The coalition also represents FCPS’s commitment to accountability. The district has become more transparent and issues monthly reports on the number of suspensions by race, by infraction and by school. As a result, students, parents and the community are aware of how the district is handling discipline.

“At our last meeting, we looked and saw 80 percent of the suspensions are coming from a single middle school,” Whitaker says. “We’re part of that conversation with helping them move forward. ... [T]he district is now looking at ways to fix that [number] and we’re having conversations with the principal. There is more accountability for removing an excessive number of students from school.”

King says that he has had complete buy-in from staff, and they are moving in the right direction. Part of his success, he says, was assuring staff that the need for change wasn’t about “personal attacks,” but rather the opportunity to grow and become better. 

“It does change the way that we view things and do things because we have had to very publicly say, ‘Our old practices aren’t necessarily our best practices,’” he reflects. “We’ve shifted into a mode of ‘How can I keep a kid in his seat so that he can get everything that that teacher’s trying to give him’ and balancing that with ‘Is this student being in his seat going to disrupt other students from learning?’ Again, if it’s student-centered and you’re doing what’s best for the kids, I think you come out with pretty good results.”

The results have contributed to a complete change in culture. King says that teachers are now willing to have conversations around discipline. Students have experienced more than 3,000 instructional hours this year that would have been lost to suspensions. 

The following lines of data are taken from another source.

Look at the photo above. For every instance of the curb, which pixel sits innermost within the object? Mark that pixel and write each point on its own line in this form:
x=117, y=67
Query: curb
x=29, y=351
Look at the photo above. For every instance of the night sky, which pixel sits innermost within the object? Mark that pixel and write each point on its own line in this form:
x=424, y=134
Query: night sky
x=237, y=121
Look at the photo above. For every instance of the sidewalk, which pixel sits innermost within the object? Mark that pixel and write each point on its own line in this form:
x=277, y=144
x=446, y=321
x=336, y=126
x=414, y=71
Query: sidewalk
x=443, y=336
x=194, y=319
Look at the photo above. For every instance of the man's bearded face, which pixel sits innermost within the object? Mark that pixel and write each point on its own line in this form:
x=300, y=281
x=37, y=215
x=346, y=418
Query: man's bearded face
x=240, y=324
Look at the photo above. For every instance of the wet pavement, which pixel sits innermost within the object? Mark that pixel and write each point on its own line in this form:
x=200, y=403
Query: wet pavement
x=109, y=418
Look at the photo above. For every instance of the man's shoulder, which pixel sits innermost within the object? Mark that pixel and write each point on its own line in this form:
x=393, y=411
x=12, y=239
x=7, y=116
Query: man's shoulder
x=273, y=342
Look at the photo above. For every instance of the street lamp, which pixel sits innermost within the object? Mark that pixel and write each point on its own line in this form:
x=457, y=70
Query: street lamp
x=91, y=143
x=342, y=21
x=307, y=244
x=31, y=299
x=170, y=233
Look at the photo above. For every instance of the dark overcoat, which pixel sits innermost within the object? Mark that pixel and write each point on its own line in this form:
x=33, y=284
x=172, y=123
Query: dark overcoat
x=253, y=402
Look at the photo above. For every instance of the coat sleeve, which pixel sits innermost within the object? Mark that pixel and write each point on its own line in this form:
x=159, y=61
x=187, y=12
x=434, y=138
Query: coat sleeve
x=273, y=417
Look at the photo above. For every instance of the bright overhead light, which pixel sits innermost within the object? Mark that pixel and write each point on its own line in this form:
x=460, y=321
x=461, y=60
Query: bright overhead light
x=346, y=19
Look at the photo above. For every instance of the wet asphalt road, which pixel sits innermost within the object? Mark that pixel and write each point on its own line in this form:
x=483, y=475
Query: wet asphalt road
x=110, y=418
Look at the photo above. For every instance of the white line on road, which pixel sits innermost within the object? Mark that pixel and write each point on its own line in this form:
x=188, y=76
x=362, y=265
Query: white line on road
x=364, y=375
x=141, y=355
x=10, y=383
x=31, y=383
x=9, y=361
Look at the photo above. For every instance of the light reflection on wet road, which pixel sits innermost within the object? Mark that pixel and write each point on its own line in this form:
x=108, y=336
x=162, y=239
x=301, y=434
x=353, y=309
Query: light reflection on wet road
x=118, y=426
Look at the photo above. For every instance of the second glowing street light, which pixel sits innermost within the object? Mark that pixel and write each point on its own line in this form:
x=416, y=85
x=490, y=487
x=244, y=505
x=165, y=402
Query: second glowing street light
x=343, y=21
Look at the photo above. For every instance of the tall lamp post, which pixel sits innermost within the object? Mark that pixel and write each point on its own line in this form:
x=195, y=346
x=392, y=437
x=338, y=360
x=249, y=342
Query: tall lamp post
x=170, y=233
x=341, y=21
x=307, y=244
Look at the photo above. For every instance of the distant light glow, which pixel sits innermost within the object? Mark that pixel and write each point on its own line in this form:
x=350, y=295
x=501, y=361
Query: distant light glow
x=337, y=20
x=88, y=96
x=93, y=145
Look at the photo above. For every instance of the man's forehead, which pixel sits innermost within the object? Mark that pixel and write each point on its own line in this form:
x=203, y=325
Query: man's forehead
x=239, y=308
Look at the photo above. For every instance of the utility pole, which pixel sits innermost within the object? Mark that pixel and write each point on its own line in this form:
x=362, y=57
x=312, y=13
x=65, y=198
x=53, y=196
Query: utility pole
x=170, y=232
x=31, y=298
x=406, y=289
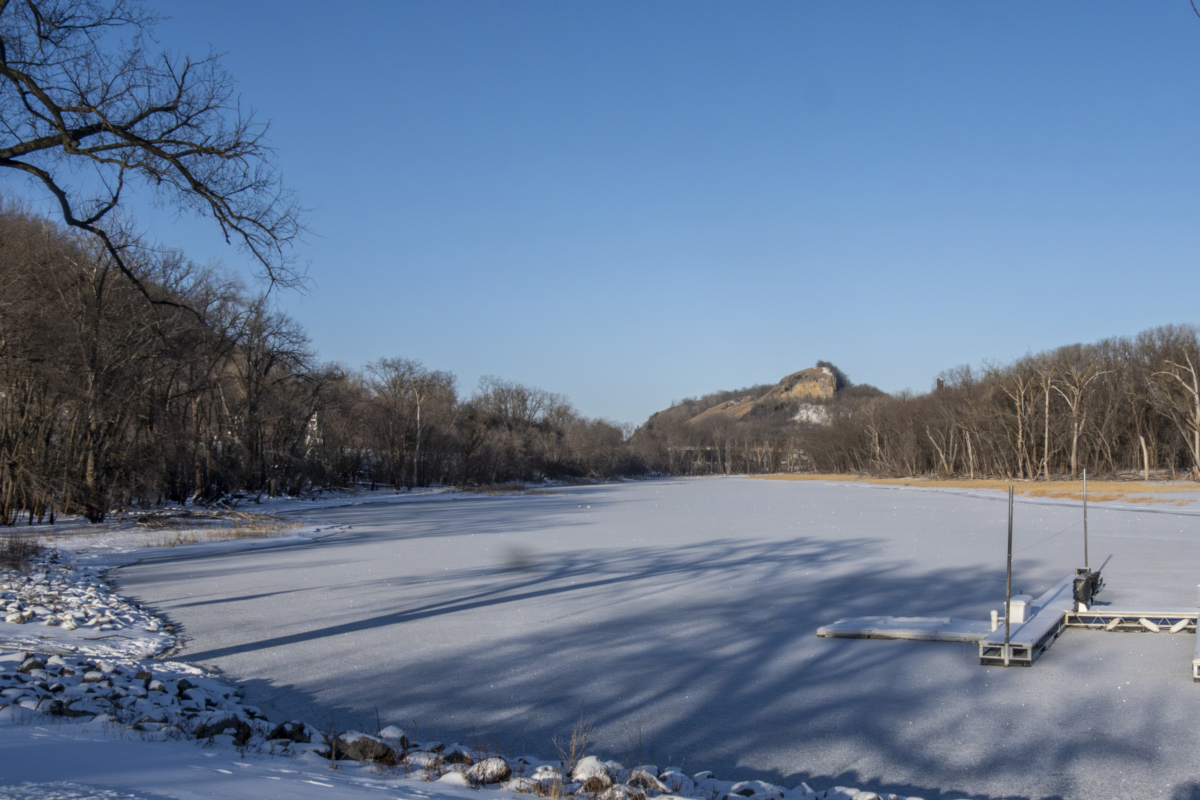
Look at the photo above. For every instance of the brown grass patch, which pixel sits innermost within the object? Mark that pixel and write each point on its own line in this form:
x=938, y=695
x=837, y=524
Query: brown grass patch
x=18, y=551
x=195, y=528
x=1097, y=491
x=507, y=488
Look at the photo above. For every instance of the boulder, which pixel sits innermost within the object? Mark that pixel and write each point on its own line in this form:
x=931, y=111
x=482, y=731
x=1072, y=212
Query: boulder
x=235, y=727
x=641, y=779
x=31, y=663
x=592, y=775
x=396, y=737
x=456, y=755
x=522, y=786
x=294, y=731
x=490, y=770
x=363, y=747
x=622, y=792
x=455, y=779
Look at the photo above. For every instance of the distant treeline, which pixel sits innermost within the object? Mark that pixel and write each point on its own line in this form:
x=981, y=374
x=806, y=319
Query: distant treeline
x=185, y=388
x=1117, y=405
x=189, y=389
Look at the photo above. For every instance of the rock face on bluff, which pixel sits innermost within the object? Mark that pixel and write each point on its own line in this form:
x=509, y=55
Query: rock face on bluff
x=807, y=385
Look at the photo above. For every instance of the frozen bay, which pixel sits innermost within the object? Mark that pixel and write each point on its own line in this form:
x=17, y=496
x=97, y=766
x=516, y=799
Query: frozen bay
x=681, y=618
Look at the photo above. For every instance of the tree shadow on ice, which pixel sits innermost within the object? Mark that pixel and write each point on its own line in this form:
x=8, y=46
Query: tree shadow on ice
x=763, y=696
x=709, y=651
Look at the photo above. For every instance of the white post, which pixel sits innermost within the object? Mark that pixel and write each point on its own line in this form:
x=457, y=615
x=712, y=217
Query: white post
x=1008, y=583
x=1085, y=518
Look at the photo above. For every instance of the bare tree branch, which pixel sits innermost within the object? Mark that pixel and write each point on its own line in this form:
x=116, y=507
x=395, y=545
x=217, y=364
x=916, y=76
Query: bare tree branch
x=78, y=88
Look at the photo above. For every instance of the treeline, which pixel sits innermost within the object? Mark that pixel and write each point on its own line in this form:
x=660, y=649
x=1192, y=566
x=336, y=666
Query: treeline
x=1119, y=405
x=189, y=389
x=185, y=388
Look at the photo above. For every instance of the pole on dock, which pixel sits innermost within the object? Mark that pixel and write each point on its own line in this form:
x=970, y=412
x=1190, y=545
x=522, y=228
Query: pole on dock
x=1085, y=517
x=1008, y=582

The district has put in place alternative discipline measures centered around growth. They include family and student seminars, community service and substance-abuse programs (if the student was found under the influence on campus); restorative justice will be implemented in fall of 2016. Suspension is the last resort. 

“If [a suspension] has to go over what’s our allotted amount of five days, then I will go to the discipline team to see if we can have an emergency meeting to get together and talk about resources and support for the kid,” King says. “That’s kind of what it is. If you need to remove a kid for more than a week, then you really need to have some people that can say, ‘Let’s talk about why that needed to happen.’”

After the victory in Flagler, the SPLC took the movement to Pinellas County, Florida, where African-American students lost a combined 45,942 days of school over the past five years. Now the maximum number of days the district’s 100,000 students can be suspended is five (reduced from 10). New York City Schools has also reduced its maximum to five days. Whitaker hopes these precedents will encourage other school districts to follow suit and shift their thinking about the purpose of school discipline.

“Our abolitionist movement balances the needs of districts and teachers,” Whitaker says. “We understand students can be disruptive and that there are times where a student should be removed from the classroom. We’re looking at different ways to respond because, with suspensions, we only have one destructive tool. And when you only have a hammer, everything looks like a nail.”